When it comes to health care, the whole world is going broke at a slower rate. One of the biggest pieces of health care news in the U.S. lately is the “health care slowdown”: As we reported earlier today, spending is still going up overall, but at a slower rate. Many are puzzled about why this is happening, but a new piece at the Upshot points out that the “slower rate” is global (h/t Tyler Cowen). Data from the Organization for Economic Cooperation and Development suggests that every first world country has seen a slowdown since 2000. But why? Again, no definite explanation is available, but the Upshot tentatively suggests that one global shift could be important:
The synchronized slowdown offers reasons to be skeptical about neat explanations for the trends in any one country, be it local changes in medical practices or Obamacare’s various attempts to slow cost growth. […]
The world’s health-care systems are also converging in important ways. New drugs and medical advances, which were once adopted locally and spread more slowly, are now experiencing international launches. Medical technology companies are increasingly global, and seeing regulatory approval in many markets at once. Strategies that can reduce the need for expensive hospital stays, such as performing surgeries in outpatient clinics, are expanding around the world.

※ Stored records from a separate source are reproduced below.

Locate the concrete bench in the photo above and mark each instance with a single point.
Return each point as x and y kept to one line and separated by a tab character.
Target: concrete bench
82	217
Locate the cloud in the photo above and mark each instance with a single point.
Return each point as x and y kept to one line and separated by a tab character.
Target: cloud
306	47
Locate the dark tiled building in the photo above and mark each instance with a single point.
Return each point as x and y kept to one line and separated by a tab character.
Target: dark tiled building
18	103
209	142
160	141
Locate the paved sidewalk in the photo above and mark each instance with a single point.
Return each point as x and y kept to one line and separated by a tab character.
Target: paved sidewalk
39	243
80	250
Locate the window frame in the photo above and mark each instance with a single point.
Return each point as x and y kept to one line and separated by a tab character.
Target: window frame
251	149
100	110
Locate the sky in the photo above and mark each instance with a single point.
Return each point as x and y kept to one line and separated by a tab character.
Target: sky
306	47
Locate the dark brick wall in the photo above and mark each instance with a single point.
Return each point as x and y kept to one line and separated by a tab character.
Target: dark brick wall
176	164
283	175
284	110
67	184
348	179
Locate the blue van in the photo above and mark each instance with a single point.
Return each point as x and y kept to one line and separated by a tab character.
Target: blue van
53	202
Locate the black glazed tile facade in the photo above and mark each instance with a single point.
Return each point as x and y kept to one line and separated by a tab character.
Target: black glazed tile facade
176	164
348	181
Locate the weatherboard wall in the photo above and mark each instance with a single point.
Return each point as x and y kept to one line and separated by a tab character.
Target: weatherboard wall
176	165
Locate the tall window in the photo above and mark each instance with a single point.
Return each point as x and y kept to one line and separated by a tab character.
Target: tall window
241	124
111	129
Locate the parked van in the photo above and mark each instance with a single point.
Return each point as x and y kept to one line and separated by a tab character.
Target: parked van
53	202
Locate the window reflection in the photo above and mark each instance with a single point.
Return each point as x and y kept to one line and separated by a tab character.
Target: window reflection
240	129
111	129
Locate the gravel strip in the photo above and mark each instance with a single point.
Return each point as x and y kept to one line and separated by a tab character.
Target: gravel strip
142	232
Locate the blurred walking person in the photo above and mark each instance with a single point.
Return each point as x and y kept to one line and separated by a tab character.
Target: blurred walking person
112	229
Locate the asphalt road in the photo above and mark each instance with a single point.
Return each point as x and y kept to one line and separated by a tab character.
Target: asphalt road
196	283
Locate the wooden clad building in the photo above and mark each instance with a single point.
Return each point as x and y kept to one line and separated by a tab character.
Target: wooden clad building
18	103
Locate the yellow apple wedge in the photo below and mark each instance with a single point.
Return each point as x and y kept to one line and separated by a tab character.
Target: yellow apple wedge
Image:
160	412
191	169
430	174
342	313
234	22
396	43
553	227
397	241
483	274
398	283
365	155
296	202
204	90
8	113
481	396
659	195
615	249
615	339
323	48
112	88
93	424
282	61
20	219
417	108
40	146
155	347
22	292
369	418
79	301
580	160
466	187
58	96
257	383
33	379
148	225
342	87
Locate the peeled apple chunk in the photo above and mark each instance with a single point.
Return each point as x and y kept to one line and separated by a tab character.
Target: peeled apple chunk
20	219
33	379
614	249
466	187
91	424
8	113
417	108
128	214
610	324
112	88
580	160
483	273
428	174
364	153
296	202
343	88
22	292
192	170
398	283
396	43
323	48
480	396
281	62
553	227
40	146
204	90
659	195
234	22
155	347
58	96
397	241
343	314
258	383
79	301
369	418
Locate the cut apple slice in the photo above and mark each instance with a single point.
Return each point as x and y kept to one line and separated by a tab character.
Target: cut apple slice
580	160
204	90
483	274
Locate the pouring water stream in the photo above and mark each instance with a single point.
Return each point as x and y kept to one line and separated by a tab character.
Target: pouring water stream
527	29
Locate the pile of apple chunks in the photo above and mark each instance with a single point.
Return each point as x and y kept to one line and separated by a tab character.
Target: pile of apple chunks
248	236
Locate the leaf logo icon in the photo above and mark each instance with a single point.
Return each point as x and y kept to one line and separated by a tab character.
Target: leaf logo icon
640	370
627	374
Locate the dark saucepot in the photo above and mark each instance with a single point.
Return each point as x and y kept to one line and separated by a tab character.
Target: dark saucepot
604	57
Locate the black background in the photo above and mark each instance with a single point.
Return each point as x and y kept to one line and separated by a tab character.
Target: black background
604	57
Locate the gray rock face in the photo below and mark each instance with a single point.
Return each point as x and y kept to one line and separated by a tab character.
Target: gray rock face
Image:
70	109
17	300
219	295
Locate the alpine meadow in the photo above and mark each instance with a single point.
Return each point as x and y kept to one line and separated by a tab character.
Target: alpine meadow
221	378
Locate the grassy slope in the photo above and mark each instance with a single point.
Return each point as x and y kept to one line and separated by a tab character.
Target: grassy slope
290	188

As the article points out, the global scope of the slowdown puts a dent in the theory dear to many left-leaning health care wonks that Obamacare is primarily responsible for the slowdown. But it also points to exactly the kind of factors we think will be key to the long-term sustainability of the U.S. health care system. We need new, better, and more decentralized ways of delivering care to patients, as well as more efficient medical technology. Creating space for those developments is the single most important policy aim we can pursue.